I ask the question, why do Australians want to have a Self-Managed Superannuation Fund (SMSF)? It may seem to be rather an unremarkable question, but one that I feel is sometimes overlooked.
I can already see the scrunched up eyebrows of readers, wondering where I am going with this. Well, by this I mean that the reason actually given is often a perceived reason and if we were to dig deeper into what the actual motive is, then I believe the answer given would be completely different.
From my observations, what is showing up on the regulatory front (ie the movements of the Australian Taxation Office) demonstrates that the reasoning behind the choice to setup an SMSF is not fully uncovered at the beginning.
The introduction of administrative penalties, enforced trustee education, approved SMSF auditor requirements and the mere fact that the ATO plans to add another 15,100 funds to its audit list for income tax compliance in the 2013-14 financial year, suggests to me, that the reasoning behind people choosing to establish an SMSF can be misguided.

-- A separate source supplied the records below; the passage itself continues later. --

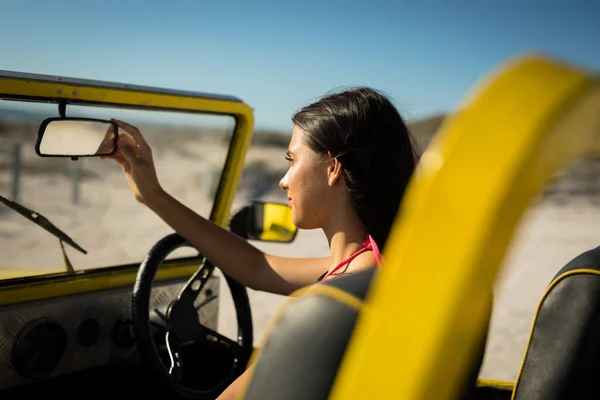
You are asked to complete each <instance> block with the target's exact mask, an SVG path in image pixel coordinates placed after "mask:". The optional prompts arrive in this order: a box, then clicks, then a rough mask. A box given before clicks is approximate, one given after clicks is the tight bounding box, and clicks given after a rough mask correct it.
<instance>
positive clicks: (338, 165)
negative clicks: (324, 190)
mask: <svg viewBox="0 0 600 400" xmlns="http://www.w3.org/2000/svg"><path fill="white" fill-rule="evenodd" d="M327 154H328V155H329V157H331V161H330V164H329V166H328V167H327V183H328V184H329V186H334V185H335V184H336V183H337V182H338V181H340V180H342V179H344V176H343V174H342V163H341V162H340V161H339V160H338V159H337V158H334V157H333V155H332V154H331V152H327Z"/></svg>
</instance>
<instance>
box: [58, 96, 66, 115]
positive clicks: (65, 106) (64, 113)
mask: <svg viewBox="0 0 600 400" xmlns="http://www.w3.org/2000/svg"><path fill="white" fill-rule="evenodd" d="M58 115H60V117H61V118H67V101H66V100H60V101H59V102H58Z"/></svg>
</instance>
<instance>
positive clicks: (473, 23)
mask: <svg viewBox="0 0 600 400" xmlns="http://www.w3.org/2000/svg"><path fill="white" fill-rule="evenodd" d="M483 3H487V5H483ZM449 4H452V5H449ZM492 4H494V5H492ZM525 51H541V52H545V53H548V54H550V55H553V56H555V57H557V58H560V59H564V60H567V61H569V62H573V63H576V64H578V65H581V66H583V67H586V68H590V69H593V70H595V71H600V1H597V0H580V1H575V0H573V1H569V2H567V1H562V2H558V1H553V0H548V1H523V0H521V1H514V0H505V1H502V2H499V1H494V2H492V1H475V0H472V1H453V2H451V1H441V0H440V1H425V0H423V1H410V2H409V1H400V0H397V1H375V0H374V1H372V2H367V1H362V2H358V1H351V0H349V1H339V0H330V1H327V2H326V1H312V0H306V1H292V2H290V1H283V0H280V1H204V0H192V1H181V0H179V1H178V0H171V1H160V2H159V1H153V0H146V1H142V0H136V1H133V0H131V1H127V0H120V1H113V0H102V1H95V2H93V3H92V2H85V1H58V0H56V1H46V0H39V1H31V0H19V1H12V0H7V1H3V2H2V11H1V13H0V55H1V56H0V69H5V70H17V71H24V72H33V73H43V74H52V75H63V76H73V77H78V78H88V79H98V80H109V81H116V82H125V83H131V84H141V85H148V86H158V87H167V88H173V89H185V90H195V91H205V92H216V93H224V94H231V95H235V96H237V97H240V98H241V99H243V100H244V101H245V102H247V103H248V104H249V105H250V106H252V107H253V108H254V109H255V117H256V127H257V128H275V129H281V130H286V131H290V130H291V128H292V126H291V122H290V116H291V115H292V113H293V112H294V111H295V110H297V109H298V108H299V107H301V106H302V105H305V104H307V103H309V102H310V101H313V100H315V99H316V98H317V97H319V96H320V95H322V94H324V93H326V92H327V91H329V90H332V89H335V88H340V87H344V86H352V85H368V86H372V87H375V88H377V89H380V90H383V91H384V92H386V93H387V94H388V95H390V96H391V97H392V98H393V99H394V100H395V101H396V103H397V105H398V106H399V108H400V110H401V112H402V113H403V114H404V116H405V117H406V118H407V119H408V120H415V119H419V118H423V117H426V116H428V115H430V114H434V113H438V112H446V111H449V110H451V109H453V108H454V107H456V106H457V105H458V103H459V102H460V100H461V98H462V97H463V96H464V95H465V93H466V92H467V91H468V90H469V88H470V87H471V86H472V85H473V84H474V83H475V82H476V81H477V80H478V79H480V78H481V77H483V76H484V75H485V74H487V73H488V72H490V70H491V69H493V68H494V67H496V66H497V65H498V64H499V63H501V62H503V61H505V60H507V59H509V58H511V57H513V56H516V55H519V54H522V53H523V52H525Z"/></svg>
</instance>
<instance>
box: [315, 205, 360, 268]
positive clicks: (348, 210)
mask: <svg viewBox="0 0 600 400" xmlns="http://www.w3.org/2000/svg"><path fill="white" fill-rule="evenodd" d="M323 232H324V233H325V236H326V237H327V241H328V242H329V249H330V252H331V266H330V268H334V267H335V266H336V265H338V264H339V263H341V262H342V261H343V260H344V259H345V258H347V257H349V256H350V255H352V253H354V252H355V251H357V250H358V249H360V248H361V247H362V246H363V244H364V242H365V238H366V237H367V231H366V229H365V228H364V226H363V225H362V222H361V221H360V218H359V217H358V215H357V214H356V212H354V210H353V209H350V210H348V209H346V210H344V209H340V210H338V212H336V213H335V214H334V215H333V216H332V218H331V220H330V221H329V223H328V224H326V225H325V226H323Z"/></svg>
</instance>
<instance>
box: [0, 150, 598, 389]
mask: <svg viewBox="0 0 600 400" xmlns="http://www.w3.org/2000/svg"><path fill="white" fill-rule="evenodd" d="M30 145H31V144H27V145H26V147H24V151H23V163H24V165H26V166H27V167H28V168H26V169H24V170H23V171H22V185H21V192H20V199H21V200H22V201H23V203H24V204H25V205H26V206H28V207H30V208H34V209H36V210H38V211H39V212H41V213H42V214H44V215H46V216H47V217H49V218H50V219H51V220H52V221H53V222H54V223H55V224H56V225H57V226H58V227H60V228H62V229H64V230H65V231H66V232H67V234H69V236H71V237H72V238H73V239H74V240H75V241H76V242H78V243H79V244H80V245H81V246H82V247H84V248H86V249H87V250H89V254H88V255H83V254H80V253H78V252H77V251H75V250H73V249H69V255H70V256H71V258H72V261H73V264H74V265H75V267H76V268H77V269H86V268H91V267H95V266H98V265H107V266H108V265H112V264H114V263H117V262H119V263H128V262H139V260H141V259H142V258H143V256H144V255H145V254H146V252H147V251H148V250H149V249H150V247H151V246H152V245H153V244H154V243H155V242H156V241H157V240H159V239H160V238H161V237H163V236H164V235H166V234H169V233H171V230H170V228H169V227H168V226H166V225H165V224H164V223H163V222H162V221H161V220H160V219H159V218H158V217H157V216H155V215H154V214H152V213H151V212H150V211H149V210H147V209H146V208H145V207H143V206H142V205H140V204H138V203H137V202H135V200H134V199H133V197H132V195H131V193H130V191H129V189H128V188H127V185H126V183H125V180H124V179H123V177H122V174H121V171H120V169H119V168H118V167H117V166H116V165H114V164H113V163H112V162H111V161H107V160H105V161H100V160H96V159H85V160H84V159H82V160H80V161H79V162H80V164H74V163H72V162H71V161H69V160H59V161H56V162H52V163H48V162H47V160H42V161H44V163H42V162H41V160H40V159H39V158H37V156H35V154H33V148H32V147H27V146H30ZM10 146H11V142H9V141H7V140H4V141H3V142H2V141H1V140H0V148H2V151H0V156H1V157H2V159H1V160H0V162H2V163H1V164H0V193H2V194H3V195H5V196H7V195H8V194H9V193H10V187H11V184H10V181H11V173H10V163H9V162H7V159H8V157H9V156H10V150H7V149H9V148H10ZM25 150H26V151H25ZM224 156H225V152H224V147H223V145H222V142H219V141H212V142H211V141H206V142H194V143H191V142H190V143H186V144H185V145H181V146H177V150H175V151H171V152H167V151H164V152H161V151H157V152H155V157H156V162H157V169H158V171H159V176H160V179H161V182H163V185H164V186H165V188H166V189H167V190H168V191H169V192H171V193H172V194H173V195H175V197H177V198H178V199H179V200H181V201H182V202H184V203H185V204H186V205H188V206H191V207H192V208H193V209H194V210H196V211H197V212H200V213H202V214H203V215H207V213H208V211H209V210H210V198H211V195H212V189H211V188H214V178H215V176H216V175H215V173H216V171H218V165H220V164H221V163H222V162H223V157H224ZM75 165H81V166H82V167H83V170H82V176H83V177H84V178H83V180H82V181H81V184H80V186H79V200H78V203H77V204H73V202H72V198H73V192H72V187H71V181H70V176H71V173H72V168H73V167H74V166H75ZM284 169H285V160H284V158H283V153H282V150H281V149H280V148H273V147H265V146H258V147H254V148H253V149H252V151H251V152H250V153H249V154H248V157H247V168H246V171H245V174H244V178H243V179H242V182H241V186H240V189H239V191H238V193H237V195H236V199H235V202H234V206H233V210H235V209H237V208H238V207H240V206H241V205H243V204H245V203H246V202H248V201H249V199H251V198H256V197H260V198H263V199H271V200H276V201H281V200H283V192H282V191H280V190H278V189H277V188H276V184H277V179H278V177H280V176H281V173H282V171H283V170H284ZM598 226H600V210H599V209H598V207H597V205H595V203H594V202H593V201H592V199H591V198H588V197H585V196H571V197H565V198H563V200H562V203H559V202H556V201H544V202H536V203H535V204H533V205H532V207H531V208H530V209H529V211H528V213H527V214H526V216H524V218H523V220H522V223H521V226H520V228H519V231H518V233H517V234H516V235H515V237H514V240H513V243H512V246H511V249H510V251H509V253H508V254H507V257H506V261H505V264H504V267H503V269H502V271H501V275H500V277H499V279H498V282H497V285H496V289H495V308H494V312H493V317H492V326H491V331H490V336H489V341H488V348H487V353H486V357H485V361H484V366H483V370H482V374H481V376H482V377H485V378H489V379H499V380H508V381H512V380H514V379H515V378H516V375H517V372H518V369H519V366H520V362H521V358H522V355H523V352H524V349H525V345H526V342H527V337H528V334H529V330H530V327H531V323H532V318H533V315H534V312H535V309H536V306H537V303H538V300H539V299H540V297H541V295H542V294H543V292H544V290H545V288H546V286H547V285H548V283H549V282H550V280H551V279H552V277H553V276H554V274H555V273H556V272H557V271H558V270H559V269H560V268H561V267H562V266H563V265H564V264H565V263H566V262H568V261H569V260H570V259H571V258H573V257H575V256H576V255H578V254H579V253H581V252H583V251H585V250H588V249H590V248H593V247H596V246H597V245H598V242H599V240H598V239H599V238H598V231H597V227H598ZM255 244H256V245H257V246H258V247H259V248H261V249H263V250H264V251H268V252H271V253H275V254H280V255H290V256H306V257H313V256H314V257H318V256H322V255H326V254H327V253H328V247H327V243H326V241H325V238H324V236H323V234H322V232H320V231H301V232H300V233H299V234H298V236H297V239H296V241H295V242H294V243H293V244H290V245H281V244H267V243H255ZM0 254H2V257H1V258H0V269H7V268H20V269H31V268H32V267H35V268H37V269H42V270H46V271H49V272H50V271H57V270H60V269H61V268H62V260H61V258H60V257H61V256H60V248H59V246H58V242H57V240H56V239H55V238H54V237H52V236H50V235H48V234H47V233H46V232H44V231H43V230H41V229H40V228H38V227H37V226H35V225H33V224H31V223H30V222H28V221H26V220H24V219H23V218H22V217H21V216H19V215H17V214H15V213H13V212H11V211H10V210H7V209H4V208H2V207H0ZM189 254H193V252H192V251H191V250H181V251H178V252H176V253H175V254H173V255H172V256H173V257H174V256H179V255H189ZM223 285H224V282H223ZM249 295H250V301H251V304H252V313H253V321H254V331H255V342H257V341H258V340H260V338H261V336H262V335H263V334H264V332H265V329H266V326H267V323H268V322H269V320H270V318H271V316H272V315H273V313H274V312H275V310H277V309H278V308H279V307H280V306H281V304H282V303H283V302H284V301H285V299H286V298H285V297H284V296H277V295H272V294H267V293H262V292H257V291H253V290H249ZM219 302H220V315H219V329H220V330H221V332H222V333H224V334H226V335H227V336H229V337H234V336H235V334H236V321H235V314H234V312H233V307H232V301H231V297H230V296H229V294H228V293H227V291H226V290H223V291H222V292H221V296H220V298H219Z"/></svg>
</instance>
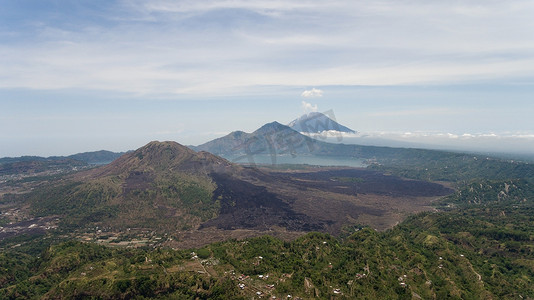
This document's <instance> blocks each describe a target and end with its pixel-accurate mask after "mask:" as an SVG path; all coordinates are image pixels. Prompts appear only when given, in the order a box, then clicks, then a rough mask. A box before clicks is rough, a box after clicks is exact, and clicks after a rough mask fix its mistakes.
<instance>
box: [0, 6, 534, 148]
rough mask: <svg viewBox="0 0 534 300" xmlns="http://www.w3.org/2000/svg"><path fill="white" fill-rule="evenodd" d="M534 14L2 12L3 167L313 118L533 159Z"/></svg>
mask: <svg viewBox="0 0 534 300" xmlns="http://www.w3.org/2000/svg"><path fill="white" fill-rule="evenodd" d="M533 15H534V1H531V0H507V1H493V0H465V1H459V0H458V1H452V0H451V1H426V0H424V1H423V0H373V1H356V0H353V1H336V0H333V1H306V0H298V1H293V0H285V1H276V0H274V1H273V0H271V1H245V0H241V1H239V0H231V1H230V0H228V1H225V0H220V1H211V0H205V1H165V0H150V1H149V0H146V1H143V0H132V1H113V0H106V1H98V0H90V1H89V0H87V1H62V0H39V1H35V0H34V1H28V0H0V157H4V156H21V155H40V156H50V155H68V154H73V153H78V152H85V151H95V150H101V149H106V150H111V151H126V150H130V149H136V148H138V147H141V146H143V145H144V144H146V143H148V142H149V141H152V140H174V141H177V142H179V143H182V144H185V145H198V144H201V143H204V142H207V141H208V140H210V139H213V138H216V137H220V136H222V135H224V134H227V133H229V132H231V131H234V130H243V131H247V132H251V131H254V130H255V129H257V128H258V127H260V126H261V125H263V124H265V123H267V122H271V121H274V120H276V121H279V122H281V123H289V122H290V121H292V120H293V119H295V118H297V117H299V116H300V115H301V114H303V113H305V112H309V111H312V110H316V111H332V112H334V113H335V117H336V119H337V121H338V122H339V123H341V124H343V125H345V126H348V127H350V128H352V129H354V130H356V131H358V132H359V133H361V134H362V136H370V137H383V138H388V139H395V140H405V141H408V142H417V143H420V142H421V143H426V142H433V143H435V144H436V145H438V144H439V145H447V144H449V145H450V144H455V143H456V144H458V145H460V144H465V145H478V146H477V147H478V148H482V150H484V149H486V148H488V151H492V150H496V151H497V150H498V151H505V152H525V153H534V118H533V117H532V116H533V115H534V102H533V99H534V97H533V96H534V18H532V16H533ZM479 141H480V143H478V142H479Z"/></svg>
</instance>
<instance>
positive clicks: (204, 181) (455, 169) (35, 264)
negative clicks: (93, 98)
mask: <svg viewBox="0 0 534 300" xmlns="http://www.w3.org/2000/svg"><path fill="white" fill-rule="evenodd" d="M150 145H151V146H150V147H155V148H158V147H159V148H158V149H159V150H158V151H160V153H159V152H158V153H159V154H158V153H156V154H158V155H159V156H158V155H155V154H154V153H153V152H150V151H148V150H147V151H144V152H143V151H138V152H137V153H133V154H132V155H130V156H129V157H127V158H126V159H129V162H128V163H129V164H128V165H126V167H124V168H123V166H125V165H118V166H111V167H110V168H108V169H103V170H104V171H109V172H108V173H105V172H104V171H102V174H105V176H98V177H92V179H90V180H86V181H83V182H80V181H76V180H70V179H68V180H67V179H64V180H63V179H62V180H61V182H56V183H51V184H49V185H48V186H47V187H45V188H43V189H36V190H34V191H33V192H31V193H28V194H24V195H5V196H4V197H3V198H2V202H3V203H9V204H10V205H11V204H13V203H19V202H20V203H24V204H26V203H29V204H31V209H32V213H33V214H34V215H35V216H50V215H61V216H62V219H61V220H62V222H63V224H62V226H61V229H62V230H60V231H57V232H55V233H54V231H53V230H51V231H48V233H46V234H44V235H43V234H42V233H41V234H38V235H21V236H17V237H15V238H7V239H4V240H2V241H0V298H1V299H57V298H64V299H80V298H93V299H146V298H157V299H240V298H242V299H250V298H252V297H256V296H257V295H258V293H260V294H261V295H263V296H269V297H270V296H276V297H280V298H281V297H285V298H287V295H288V294H290V295H293V297H295V298H296V297H301V298H304V299H311V298H319V299H332V298H333V297H335V298H334V299H354V298H357V299H414V298H416V299H419V298H420V299H533V298H534V290H533V289H532V286H534V172H533V168H534V167H533V165H532V164H525V163H516V162H511V161H502V160H497V159H490V158H485V157H478V156H472V155H466V154H456V153H444V152H439V151H427V150H420V151H419V150H414V149H405V150H398V149H397V150H395V151H396V152H395V151H393V150H391V149H388V148H376V149H375V148H372V147H366V148H361V149H360V151H361V154H362V155H363V156H365V155H367V156H365V157H369V158H370V159H372V155H382V159H380V160H379V159H377V160H376V161H377V162H376V164H373V165H372V166H371V168H373V169H377V170H380V171H385V172H389V173H394V174H397V175H401V176H404V177H408V178H416V179H424V180H443V181H449V182H452V183H453V184H455V186H456V187H457V192H456V193H455V194H453V195H450V196H448V197H446V198H443V199H441V200H440V201H438V202H436V205H437V208H438V211H436V212H426V213H421V214H417V215H414V216H411V217H409V218H408V219H407V220H405V221H404V222H402V223H401V224H399V225H397V226H395V227H394V228H392V229H390V230H387V231H385V232H377V231H374V230H372V229H370V228H365V227H361V226H356V225H352V226H350V225H349V226H346V227H345V228H344V229H343V234H342V235H341V236H338V237H334V236H331V235H328V234H325V233H316V232H313V233H308V234H305V235H303V236H301V237H300V238H298V239H296V240H293V241H284V240H280V239H276V238H273V237H270V236H262V237H259V238H253V239H247V240H229V241H225V242H219V243H213V244H210V245H206V246H204V247H202V248H200V249H189V250H174V249H169V248H165V247H161V245H162V243H163V239H164V237H165V236H166V235H164V234H161V233H162V232H170V233H172V231H173V230H175V231H176V230H181V229H188V228H191V226H194V225H195V224H200V222H202V221H204V220H208V219H211V218H213V217H214V216H216V215H217V212H218V211H219V209H220V203H219V202H218V201H214V200H213V193H214V191H215V189H216V188H217V186H216V184H215V183H214V182H213V181H212V180H211V179H210V177H209V176H204V175H205V174H204V173H199V172H196V173H195V172H193V171H192V170H200V169H201V168H200V166H201V164H191V163H192V161H193V160H191V159H188V156H191V157H193V156H194V155H195V154H193V153H190V152H188V151H185V150H183V149H182V150H180V151H177V150H176V149H175V150H176V151H175V150H173V149H174V148H172V147H170V145H158V144H156V143H151V144H150ZM347 149H348V148H347ZM351 149H354V148H351ZM349 150H350V149H349ZM347 151H348V150H347ZM351 151H352V150H351ZM377 151H378V152H377ZM380 151H382V152H383V153H382V152H380ZM373 153H374V154H373ZM162 157H163V158H165V159H164V160H160V159H161V158H162ZM416 157H418V158H416ZM156 158H157V159H158V160H157V161H156V163H154V162H150V161H147V160H150V159H156ZM197 159H200V158H198V157H197ZM211 159H215V158H211ZM143 160H144V161H143ZM176 161H179V162H180V163H179V164H178V163H177V164H171V162H176ZM182 162H183V163H182ZM221 165H222V166H224V165H223V162H220V164H217V166H221ZM112 167H114V168H115V169H113V168H112ZM155 168H157V169H158V172H155V171H154V170H155ZM173 168H174V169H173ZM176 170H181V171H176ZM206 170H209V168H206ZM202 172H204V171H202ZM205 172H208V171H205ZM331 179H332V180H335V181H339V182H344V183H355V184H356V183H361V180H362V179H361V178H357V177H339V176H337V177H332V178H331ZM339 182H338V183H337V184H338V185H339V184H340V183H339ZM254 195H256V194H254ZM258 195H259V194H258ZM25 201H26V202H25ZM0 222H4V223H5V221H1V220H0ZM96 224H98V225H99V226H101V227H99V228H101V229H103V228H104V227H105V226H108V228H111V227H113V230H109V231H106V229H104V230H101V229H100V230H99V229H98V228H97V227H96V226H95V225H96ZM0 225H1V224H0ZM81 226H85V227H86V228H88V227H91V226H92V227H93V233H91V234H89V233H87V234H86V235H85V236H84V237H87V240H93V241H94V240H97V239H99V240H101V241H106V243H107V245H113V244H116V245H115V246H114V247H109V246H108V247H106V246H102V245H97V244H96V243H92V242H89V243H84V242H80V241H78V240H72V239H71V238H69V237H68V236H69V235H65V234H64V233H66V232H69V230H71V232H72V230H80V227H81ZM130 226H131V227H138V228H141V229H139V231H140V232H144V234H145V236H143V238H144V240H145V241H144V242H143V243H141V242H140V243H139V245H145V246H144V247H141V248H121V247H119V246H120V245H118V244H119V243H120V242H122V241H128V240H129V239H130V240H131V239H140V237H139V236H135V233H134V231H135V230H132V231H130V230H129V229H127V230H123V229H125V228H126V227H130ZM145 228H148V229H149V230H144V229H145ZM114 230H116V231H115V232H120V233H121V234H120V235H116V234H112V231H114ZM143 230H144V231H143ZM158 231H159V232H158ZM94 232H99V234H96V233H94ZM61 234H63V235H61ZM171 235H172V234H170V235H169V236H168V237H169V238H170V237H171ZM71 236H72V235H71ZM149 237H151V238H149ZM149 239H151V240H150V242H149V241H148V240H149ZM165 239H166V237H165ZM155 241H162V242H161V243H159V244H157V243H156V242H155Z"/></svg>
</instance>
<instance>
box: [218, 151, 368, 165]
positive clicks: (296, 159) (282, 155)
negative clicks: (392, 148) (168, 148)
mask: <svg viewBox="0 0 534 300" xmlns="http://www.w3.org/2000/svg"><path fill="white" fill-rule="evenodd" d="M226 159H228V160H229V161H231V162H234V163H243V164H259V165H280V164H295V165H303V164H306V165H315V166H328V167H333V166H345V167H355V168H364V167H367V164H366V163H365V161H364V160H362V159H358V158H346V157H339V158H338V157H329V156H314V155H296V156H291V155H275V156H271V155H266V154H258V155H250V156H241V157H238V158H228V157H226Z"/></svg>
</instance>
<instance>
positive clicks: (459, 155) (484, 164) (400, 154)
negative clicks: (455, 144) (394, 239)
mask: <svg viewBox="0 0 534 300" xmlns="http://www.w3.org/2000/svg"><path fill="white" fill-rule="evenodd" d="M403 152H405V153H404V154H402V153H403ZM377 162H378V163H375V164H372V165H371V166H369V168H371V169H374V170H379V171H383V172H390V173H393V174H395V175H398V176H402V177H406V178H413V179H420V180H431V181H450V182H459V183H460V182H463V183H466V182H471V181H473V180H477V179H487V180H506V179H516V178H534V164H532V163H524V162H515V161H506V160H502V159H497V158H491V157H486V156H481V155H468V154H462V153H452V152H440V151H431V150H419V149H404V150H403V151H401V152H399V154H398V155H397V156H393V157H382V158H381V157H379V158H377Z"/></svg>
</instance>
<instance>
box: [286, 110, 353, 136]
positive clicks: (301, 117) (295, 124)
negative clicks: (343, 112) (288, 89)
mask: <svg viewBox="0 0 534 300" xmlns="http://www.w3.org/2000/svg"><path fill="white" fill-rule="evenodd" d="M287 126H289V127H290V128H291V129H293V130H295V131H298V132H304V133H308V134H311V133H322V132H324V131H335V132H342V133H352V134H355V133H356V131H354V130H352V129H350V128H348V127H346V126H343V125H341V124H339V123H338V122H336V121H334V120H333V119H331V118H330V117H328V116H327V115H325V114H323V113H320V112H310V113H308V114H304V115H302V116H300V117H299V118H297V119H295V120H293V121H291V122H290V123H289V124H288V125H287Z"/></svg>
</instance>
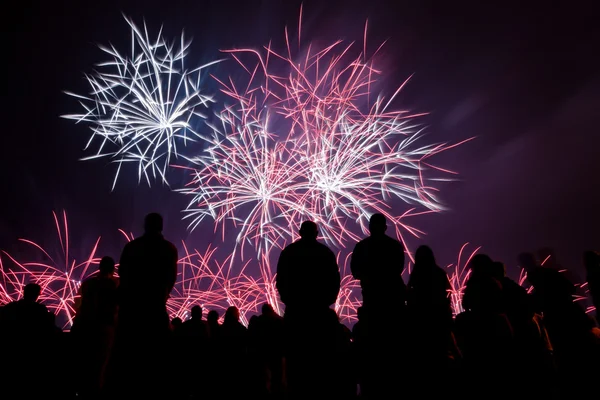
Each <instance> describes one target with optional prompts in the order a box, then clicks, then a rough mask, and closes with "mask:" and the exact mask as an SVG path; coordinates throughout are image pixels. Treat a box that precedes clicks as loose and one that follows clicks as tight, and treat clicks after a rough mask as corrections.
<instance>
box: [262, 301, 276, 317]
mask: <svg viewBox="0 0 600 400" xmlns="http://www.w3.org/2000/svg"><path fill="white" fill-rule="evenodd" d="M261 313H262V314H264V315H273V314H275V310H274V309H273V306H272V305H270V304H269V303H265V304H263V306H262V308H261Z"/></svg>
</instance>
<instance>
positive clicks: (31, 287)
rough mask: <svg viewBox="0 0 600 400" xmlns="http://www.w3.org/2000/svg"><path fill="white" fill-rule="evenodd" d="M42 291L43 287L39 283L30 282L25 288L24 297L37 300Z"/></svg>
mask: <svg viewBox="0 0 600 400" xmlns="http://www.w3.org/2000/svg"><path fill="white" fill-rule="evenodd" d="M41 293H42V287H41V286H40V285H38V284H37V283H28V284H27V285H25V287H24V288H23V299H25V300H27V301H37V299H38V297H40V294H41Z"/></svg>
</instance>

Common sense reasoning suggests that the increased regulation is a result of the ATO trying to catch up with the rapid growth of the SMSF sector. With about 40,000 new funds being established in the 2013 financial year, this does make sense.
Furthermore, the relative health of the SMSF sector is in good stead, with only two per cent of funds each year being reported to the ATO, for reportable contraventions of the SIS Act 1993.
The majority of SMSF trustees gladly meet their obligations, with only a small minority that don’t. What the ATO is concerned with though, is the number of funds that lodge their annual returns late, trustees or SMSF professionals misunderstanding their obligations, approved auditors not reporting contraventions and funds being setup for the sole purpose of withdrawing funds illegally.
What does this all mean though? I believe that the ATO assumes that the amount of funds being reported as contravening the SIS Act 1993 is lower than the reality, and that the number of non-compliance is greater.
This is where the danger of misunderstanding the role and obligations of a SMSF can get people into trouble as they don’t fully understand the responsibilities that encompass being a trustee. Along with this, the misunderstanding of the limitations that accompany a SMSF means that some trustees are making misinformed decisions, even before they become a trustee. The solution to this, I envisage, is for more active, rather than reactive, trustee education and for it to be mandatory for all prospective trustees. Is this unreasonable? I believe not, especially considering the significant growth in the SMSF sector.
An SMSF can be a great investment vehicle and is highly tax effective. However, before considering an SMSF, it is worth taking a few basic steps:
- Firstly, how much in superannuation do I have? Is it enough? Have I fully considered the time and work involved to administer a SMSF? The ATO has some great videos on considering and running an SMSF, which provide some valuable insight into the inner workings thereof.
- Secondly, do your due diligence and speak with your financial adviser and accountant, and don’t be afraid to ask questions. Be like a sponge and gather as much information as possible. The more you know about SMSFs, the more of an informed decision you can make.
- Finally, ask yourself the question, why do I want an SMSF?